Only days after her brother lost his legs in Afghanistan, Olivia Hoffman learned that she and her husband were expecting their second child. Already overwhelmed with emotion as her big brother fought for his life, Olivia asked God for strength.
“I cried many nights following that wondering if this baby would ever get to meet (his or her) Uncle Nick,” Olivia said in an email to the Unknown Soldiers. Her account of the months since Army 1st Lt. Nick Vogt was nearly killed in a Kandahar province terrorist attack on Nov. 12, 2011, is among the most poignant pieces of writing one will ever encounter.
“Although he only got to meet my other daughter in the hospital when she was born (he deployed two days later) he would always mail her stuff and Skype with us,” she continued. “After his brain surgery, his memory is a little rocky, and he hadn’t remembered that I had a daughter, but he got to see her through the door at Christmas and he by far gave her the biggest smile.”
First Lt. Vogt has undergone countless surgeries since his life was saved by soldiers on the battlefield and doctors in Afghanistan, Germany, and the United States. The amount of blood needed to keep the Army Ranger alive, according to family members, is among the most ever given to a wounded service member.
“His biggest hurdle right now is getting rid of the ventilator,” Olivia wrote on Jan. 13.
As I initially worked on this column, Olivia asked me to pause after Nick’s condition suddenly deteriorated. According to doctors, Nick almost died on the operating table during surgery on one of his lungs. Even amid a frightening setback, the Vogt family, friends, and thousands of supporters on the “Nick Vogt Family” Facebook page simultaneously dropped to their knees in prayer.
About 48 hours later, their prayers were answered.
“Nick has been very stable these last two days, and doctors are optimistic the surgery was a success in repairing the lung,” Olivia wrote.
Nick, who turned 24 in the hospital on Dec. 13, 2011, is the oldest of five siblings.

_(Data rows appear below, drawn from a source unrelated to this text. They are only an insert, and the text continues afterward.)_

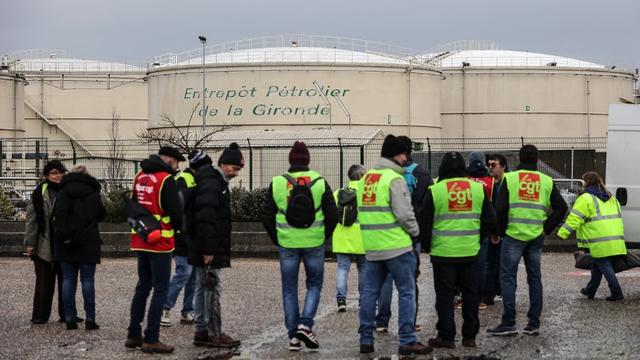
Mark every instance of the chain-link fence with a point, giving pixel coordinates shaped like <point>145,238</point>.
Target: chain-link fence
<point>117,161</point>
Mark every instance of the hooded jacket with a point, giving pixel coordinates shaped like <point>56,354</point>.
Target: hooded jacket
<point>558,206</point>
<point>76,215</point>
<point>400,202</point>
<point>328,205</point>
<point>426,216</point>
<point>38,228</point>
<point>210,228</point>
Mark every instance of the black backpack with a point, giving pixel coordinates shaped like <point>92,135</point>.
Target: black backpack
<point>301,211</point>
<point>347,206</point>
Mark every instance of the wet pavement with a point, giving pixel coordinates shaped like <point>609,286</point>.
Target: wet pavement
<point>572,326</point>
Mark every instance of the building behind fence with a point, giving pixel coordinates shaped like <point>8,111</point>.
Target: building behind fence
<point>115,162</point>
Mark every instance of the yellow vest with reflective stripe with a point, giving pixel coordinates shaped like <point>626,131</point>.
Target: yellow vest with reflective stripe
<point>347,239</point>
<point>188,178</point>
<point>456,222</point>
<point>598,224</point>
<point>288,236</point>
<point>529,202</point>
<point>380,228</point>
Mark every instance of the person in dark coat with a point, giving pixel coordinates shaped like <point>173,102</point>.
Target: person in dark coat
<point>38,240</point>
<point>77,241</point>
<point>210,243</point>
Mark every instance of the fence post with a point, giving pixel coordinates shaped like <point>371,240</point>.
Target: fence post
<point>73,151</point>
<point>38,158</point>
<point>250,165</point>
<point>429,155</point>
<point>341,163</point>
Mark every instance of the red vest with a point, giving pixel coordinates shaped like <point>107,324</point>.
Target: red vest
<point>147,189</point>
<point>487,184</point>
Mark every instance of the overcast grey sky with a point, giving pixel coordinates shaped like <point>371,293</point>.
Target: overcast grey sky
<point>135,30</point>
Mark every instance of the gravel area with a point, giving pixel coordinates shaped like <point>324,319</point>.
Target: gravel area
<point>572,327</point>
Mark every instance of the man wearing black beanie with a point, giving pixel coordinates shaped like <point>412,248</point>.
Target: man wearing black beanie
<point>210,241</point>
<point>451,233</point>
<point>388,226</point>
<point>298,244</point>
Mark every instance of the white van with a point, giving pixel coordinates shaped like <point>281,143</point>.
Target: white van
<point>623,165</point>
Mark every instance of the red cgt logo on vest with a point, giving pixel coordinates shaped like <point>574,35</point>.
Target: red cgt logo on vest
<point>529,187</point>
<point>369,192</point>
<point>460,198</point>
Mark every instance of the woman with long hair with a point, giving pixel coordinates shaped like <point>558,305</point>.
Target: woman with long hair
<point>599,228</point>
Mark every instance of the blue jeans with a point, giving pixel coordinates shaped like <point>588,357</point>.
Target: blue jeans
<point>184,277</point>
<point>383,304</point>
<point>531,252</point>
<point>69,284</point>
<point>313,260</point>
<point>599,268</point>
<point>403,270</point>
<point>342,275</point>
<point>154,271</point>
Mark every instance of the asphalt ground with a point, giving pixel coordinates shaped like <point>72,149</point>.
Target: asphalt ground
<point>572,326</point>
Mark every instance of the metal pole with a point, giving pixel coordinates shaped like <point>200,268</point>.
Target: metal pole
<point>429,155</point>
<point>73,150</point>
<point>341,164</point>
<point>38,158</point>
<point>204,98</point>
<point>572,159</point>
<point>250,165</point>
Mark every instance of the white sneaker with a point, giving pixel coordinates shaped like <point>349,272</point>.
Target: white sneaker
<point>186,319</point>
<point>165,320</point>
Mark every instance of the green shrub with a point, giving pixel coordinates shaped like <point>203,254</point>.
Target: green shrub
<point>247,205</point>
<point>114,205</point>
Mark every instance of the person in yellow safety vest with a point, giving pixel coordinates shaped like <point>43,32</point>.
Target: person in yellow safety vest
<point>296,245</point>
<point>388,226</point>
<point>523,205</point>
<point>456,215</point>
<point>184,276</point>
<point>596,219</point>
<point>347,240</point>
<point>155,189</point>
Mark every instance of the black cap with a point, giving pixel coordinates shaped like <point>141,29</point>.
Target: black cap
<point>54,165</point>
<point>171,152</point>
<point>232,156</point>
<point>198,158</point>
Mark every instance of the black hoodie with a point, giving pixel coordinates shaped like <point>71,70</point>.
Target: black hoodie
<point>452,168</point>
<point>170,201</point>
<point>210,225</point>
<point>76,214</point>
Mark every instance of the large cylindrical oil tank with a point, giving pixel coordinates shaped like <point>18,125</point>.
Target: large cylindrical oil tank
<point>289,88</point>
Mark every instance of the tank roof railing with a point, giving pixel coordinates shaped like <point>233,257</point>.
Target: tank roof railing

As their brother fights for his life, Olivia, 22, cares for her two younger sisters and brother in Crestline, Ohio, while her parents spend countless hours at Nick’s Bethesda, Md., bedside.
“They are up at 6 every morning walking to the hospital and don’t leave until around 8 (p.m.),” she explained.
“They put on such strong faces for Nick. We always tease mom because she is such a ‘crier’ and very emotional, but her and Dad have really been Nick’s rock throughout this whole ordeal.”
The community is not only rallying around Nick because he is a wounded warrior. From relatives to folks who barely know Nick, everyone I’ve corresponded with says he is a genuinely splendid person.
“Nobody has ever not liked him,” Olivia said. “He’s also one of the most humble human beings I know.”
Even while dealing with unimaginable pain in the hospital, Nick’s warm personality brightens the smiles of his caregivers.
“Mom just shared a funny story with me,” his sister wrote. “The other day there were four nurses working around him, and one was very cute.
“Nick woke up and mouthed ‘you’re beautiful,’ then realizing he didn’t want to hurt anyone’s feelings, he mouthed the same to the other nurses,” Olivia continued. “That’s totally Nick!”
A decision this selfless patriot made earlier in life is also “totally Nick.” After being accepted to medical school following his West Point graduation, Vogt chose to first attend Army Ranger School. He wanted to deploy as quickly as possible.
“I want to be a warrior in order to take care of warriors,” Olivia quoted her brother as saying.
Even though doctors now take care of him, 1st Lt. Nick Vogt will always be a warrior. And as his next niece or nephew grows up, the child will want to be just like Uncle Nick.
“Despite being stuck in the ICU for two months and still not being able to talk, he will mouth the words ‘thank you’ to his nurses,” Olivia said.
Let’s all join together in mouthing those words right back.